Can Vigorous Exercise Reduce Flu Risk?
Doing at least two and a half hours of vigorous exercise a week could reduce your chances of experiencing a flu-like illness by around 10%, an online flu study has suggested. Around 4,800 people have participated in this year’s online Flusurvey, run by the London School of Hygiene and Tropical Medicine.
The Flusurvey findings suggest that 100 cases of flu per 1,000 people could be prevented just by engaging in vigorous exercise that leads to sweating or hard breathing, such as running, cycling and playing competitive sports. Researchers found moderate exercise, such as gentle jogging or walking, did not appear to have a protective effect.
Other findings from Flusurvey showed some of the lowest reports of flu-like illness in recent times. Over the winter flu season, only 4.7% of reports were positive for the onset of flu-like symptoms, compared with 6% last year. Children also appear to have had lower levels of flu-like illness with just 5% reporting symptoms this flu season compared with 7.9% last year. Flusurvey researchers suggest that the flu season this year may have been curbed by the lack of flu among young people; children have been identified as being the biggest spreaders of flu.

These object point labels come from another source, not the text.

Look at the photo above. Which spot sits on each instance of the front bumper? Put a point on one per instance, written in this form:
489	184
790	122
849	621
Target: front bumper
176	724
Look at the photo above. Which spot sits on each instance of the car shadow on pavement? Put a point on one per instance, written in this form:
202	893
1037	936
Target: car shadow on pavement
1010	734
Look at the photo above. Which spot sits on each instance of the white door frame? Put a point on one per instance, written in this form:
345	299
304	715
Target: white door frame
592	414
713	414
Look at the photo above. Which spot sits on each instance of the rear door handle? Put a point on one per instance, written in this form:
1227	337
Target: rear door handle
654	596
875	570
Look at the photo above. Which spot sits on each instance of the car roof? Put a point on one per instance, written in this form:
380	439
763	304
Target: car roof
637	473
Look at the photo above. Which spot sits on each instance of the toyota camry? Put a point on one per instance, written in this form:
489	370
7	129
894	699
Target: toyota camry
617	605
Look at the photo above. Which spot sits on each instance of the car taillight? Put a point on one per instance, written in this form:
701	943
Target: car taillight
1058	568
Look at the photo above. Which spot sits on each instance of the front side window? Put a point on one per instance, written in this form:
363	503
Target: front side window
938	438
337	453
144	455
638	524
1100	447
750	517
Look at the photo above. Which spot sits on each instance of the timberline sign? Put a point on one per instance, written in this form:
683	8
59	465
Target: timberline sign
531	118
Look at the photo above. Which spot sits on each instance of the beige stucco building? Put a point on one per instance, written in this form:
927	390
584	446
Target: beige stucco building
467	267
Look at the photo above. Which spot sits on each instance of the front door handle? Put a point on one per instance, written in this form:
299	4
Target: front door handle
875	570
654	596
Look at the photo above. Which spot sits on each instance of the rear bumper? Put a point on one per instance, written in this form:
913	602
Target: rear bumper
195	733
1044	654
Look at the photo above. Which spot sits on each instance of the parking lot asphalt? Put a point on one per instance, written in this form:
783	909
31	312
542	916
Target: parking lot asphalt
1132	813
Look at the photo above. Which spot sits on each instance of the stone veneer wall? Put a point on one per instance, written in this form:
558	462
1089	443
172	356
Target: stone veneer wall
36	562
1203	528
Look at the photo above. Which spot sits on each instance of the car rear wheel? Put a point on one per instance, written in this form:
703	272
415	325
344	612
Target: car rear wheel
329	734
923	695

The annual UK Flusurvey, now in its fifth year, is an online system for measuring flu trends and uniquely collects data directly from the public through a weekly online questionnaire. The data is supplied to Public Health England’s national flu surveillance programmes, providing data which is missed through current surveillance as many people affected by flu do not visit their doctor or local hospital. Every year, more questions are added to the annual Flusurvey to try and track as much information as possible about who does and who does not fall ill with the flu.
One of the questions people must answer when they register – as well as their age, if they are around children and if they have been vaccinated – is how many hours of vigorous exercise they do each week, ranging from none to more than five hours. Participants are then asked to log in each week and note how they are feeling, and whether or not they have any flu-like symptoms.
Dr Alma Adler, of the London School of Hygiene and Tropical Medicine, said: “We’re really interested in the preliminary findings around fitness activity and flu-like illness, as exercise is something that everyone can do to reduce your chance of having flu. We need to treat this result cautiously as these are preliminary findings. However, they are consistent with findings for other conditions and really show the health benefits of exercise”.
We need to treat this result cautiously as these are preliminary findings. However, they are consistent with findings for other conditions and really show the health benefits of exercise
“Although many people have dodged the flu bullet this winter, flu can occur at any time, so taking advantage of the better weather is a great opportunity to get out and get fit to ward off flu this spring.”
Exercise can be a great preventative and can ward off a number of health conditions. However, if flu or respiratory illness strikes: working out while sick can do more harm than good and could weaken the immune system.